Don’t miss: The fragrant pine forests and unique flora and fauna to be seen along the route.
Also visit: The villages Vouni Panagias, Chrysorrogiatissa and Agios Fotios, which boast some of the island’s best Mavro (red and rose) grapes.
The Limassol Wine Festival
The Limassol Wine Festival takes place in the Lemesos (Limassol) Municipal Gardens in August/September each year. Each evening, about 15,000 visitors come to join the Dionysiac celebrations and sample the local wine and delicious Cypriot dishes as well as enjoying singing, dancing, poetry and drama.

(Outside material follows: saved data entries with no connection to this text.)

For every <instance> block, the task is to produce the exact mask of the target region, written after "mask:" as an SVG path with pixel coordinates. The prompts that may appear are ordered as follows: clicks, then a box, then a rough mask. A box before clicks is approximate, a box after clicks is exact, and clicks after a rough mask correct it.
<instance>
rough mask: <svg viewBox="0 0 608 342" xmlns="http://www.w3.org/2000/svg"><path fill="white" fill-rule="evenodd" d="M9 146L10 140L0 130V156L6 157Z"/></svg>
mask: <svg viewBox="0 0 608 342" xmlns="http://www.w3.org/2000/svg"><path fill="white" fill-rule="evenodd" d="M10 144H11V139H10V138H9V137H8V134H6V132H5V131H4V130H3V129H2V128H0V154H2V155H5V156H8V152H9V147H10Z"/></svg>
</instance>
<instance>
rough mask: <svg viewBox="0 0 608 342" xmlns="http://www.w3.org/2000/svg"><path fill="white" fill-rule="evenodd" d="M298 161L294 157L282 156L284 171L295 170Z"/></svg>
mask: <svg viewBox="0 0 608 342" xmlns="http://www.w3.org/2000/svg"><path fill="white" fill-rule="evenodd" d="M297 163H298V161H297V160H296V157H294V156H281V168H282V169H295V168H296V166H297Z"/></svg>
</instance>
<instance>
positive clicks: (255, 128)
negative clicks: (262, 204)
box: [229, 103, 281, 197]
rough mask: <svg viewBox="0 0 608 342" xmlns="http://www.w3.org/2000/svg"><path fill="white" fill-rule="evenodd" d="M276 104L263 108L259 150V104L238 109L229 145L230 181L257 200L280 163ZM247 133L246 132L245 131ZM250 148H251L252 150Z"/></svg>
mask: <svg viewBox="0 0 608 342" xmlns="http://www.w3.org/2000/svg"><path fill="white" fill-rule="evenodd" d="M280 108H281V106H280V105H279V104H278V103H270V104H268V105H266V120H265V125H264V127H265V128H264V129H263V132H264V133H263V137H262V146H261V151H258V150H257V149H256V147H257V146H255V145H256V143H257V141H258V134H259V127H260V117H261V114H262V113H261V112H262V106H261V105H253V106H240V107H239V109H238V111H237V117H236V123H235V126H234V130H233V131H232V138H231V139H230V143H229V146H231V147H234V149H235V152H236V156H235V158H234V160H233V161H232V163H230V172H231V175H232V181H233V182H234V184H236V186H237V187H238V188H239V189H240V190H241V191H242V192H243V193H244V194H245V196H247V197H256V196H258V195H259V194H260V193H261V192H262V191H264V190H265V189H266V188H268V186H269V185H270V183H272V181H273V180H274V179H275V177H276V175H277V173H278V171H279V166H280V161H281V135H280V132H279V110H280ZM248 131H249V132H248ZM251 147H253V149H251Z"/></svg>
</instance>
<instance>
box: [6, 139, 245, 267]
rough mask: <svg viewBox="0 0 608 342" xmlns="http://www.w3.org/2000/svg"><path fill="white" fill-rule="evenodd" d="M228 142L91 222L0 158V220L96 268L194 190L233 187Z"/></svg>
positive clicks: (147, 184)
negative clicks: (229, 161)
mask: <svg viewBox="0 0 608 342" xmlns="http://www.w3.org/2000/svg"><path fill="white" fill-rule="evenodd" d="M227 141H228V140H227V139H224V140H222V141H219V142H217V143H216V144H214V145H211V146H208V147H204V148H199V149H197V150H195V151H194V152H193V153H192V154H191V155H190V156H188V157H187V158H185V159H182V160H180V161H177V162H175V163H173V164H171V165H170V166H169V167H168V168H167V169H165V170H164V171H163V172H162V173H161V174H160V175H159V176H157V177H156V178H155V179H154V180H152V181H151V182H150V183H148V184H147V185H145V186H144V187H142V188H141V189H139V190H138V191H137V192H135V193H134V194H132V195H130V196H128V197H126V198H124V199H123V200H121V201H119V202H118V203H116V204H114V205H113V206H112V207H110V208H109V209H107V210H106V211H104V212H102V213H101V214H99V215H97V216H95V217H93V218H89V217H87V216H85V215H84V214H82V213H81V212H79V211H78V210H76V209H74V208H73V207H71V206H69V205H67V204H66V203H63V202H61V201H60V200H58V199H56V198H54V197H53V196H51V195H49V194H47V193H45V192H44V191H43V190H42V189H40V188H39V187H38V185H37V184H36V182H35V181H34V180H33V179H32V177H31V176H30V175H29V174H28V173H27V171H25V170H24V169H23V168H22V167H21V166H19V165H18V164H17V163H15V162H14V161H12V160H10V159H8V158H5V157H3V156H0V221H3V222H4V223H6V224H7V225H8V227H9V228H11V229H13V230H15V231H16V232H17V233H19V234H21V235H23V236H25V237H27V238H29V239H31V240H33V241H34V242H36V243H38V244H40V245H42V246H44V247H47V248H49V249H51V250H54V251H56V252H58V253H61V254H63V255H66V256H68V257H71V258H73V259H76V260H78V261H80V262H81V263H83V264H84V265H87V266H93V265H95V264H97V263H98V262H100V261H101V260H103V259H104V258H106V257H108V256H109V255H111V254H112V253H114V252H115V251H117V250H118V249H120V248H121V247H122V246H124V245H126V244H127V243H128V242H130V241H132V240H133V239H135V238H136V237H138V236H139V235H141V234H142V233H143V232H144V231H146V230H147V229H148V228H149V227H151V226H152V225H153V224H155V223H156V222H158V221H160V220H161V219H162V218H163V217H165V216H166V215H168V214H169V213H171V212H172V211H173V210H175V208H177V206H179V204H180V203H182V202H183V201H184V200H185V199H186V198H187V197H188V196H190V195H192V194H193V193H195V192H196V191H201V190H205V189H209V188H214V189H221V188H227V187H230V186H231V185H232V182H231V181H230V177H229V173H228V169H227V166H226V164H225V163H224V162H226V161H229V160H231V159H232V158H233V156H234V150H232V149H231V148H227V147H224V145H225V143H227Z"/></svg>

Enjoy Cypriot Wine in the UK
At the Cypriot Wine Festival, which takes place each year in the UK, a large array of companies both from the UK and Cyprus exhibit their goods so you can enjoy your favourite Cypriot wine at a great price.
Cyprus – the third largest island in the Mediterranean – attracts four million tourists annually.
Cyprus is a year-round island appealing to a wide range of personal tastes and lifestyles, from families and couples to the most discerning of culture and nature-oriented travellers.
Tourists are attracted by the island’s legendary hospitality, glorious coastline and stunning mountain villages. There is something to suit everyone – family resorts, world-class spas, golf courses, marinas, agri-tourism and food and wine trails. The active can enjoy the warm waters of Cyprus for diving and waterskiing while adventure seekers can explore the island’s beauty with trekking or bird-watching tours, while golfing enthusiasts play on award-winning courses.
The island boasts the cleanest bathing waters in Europe, combined with a rich cultural heritage, a variety of agri-tourism projects and a wide choice of special interest activities.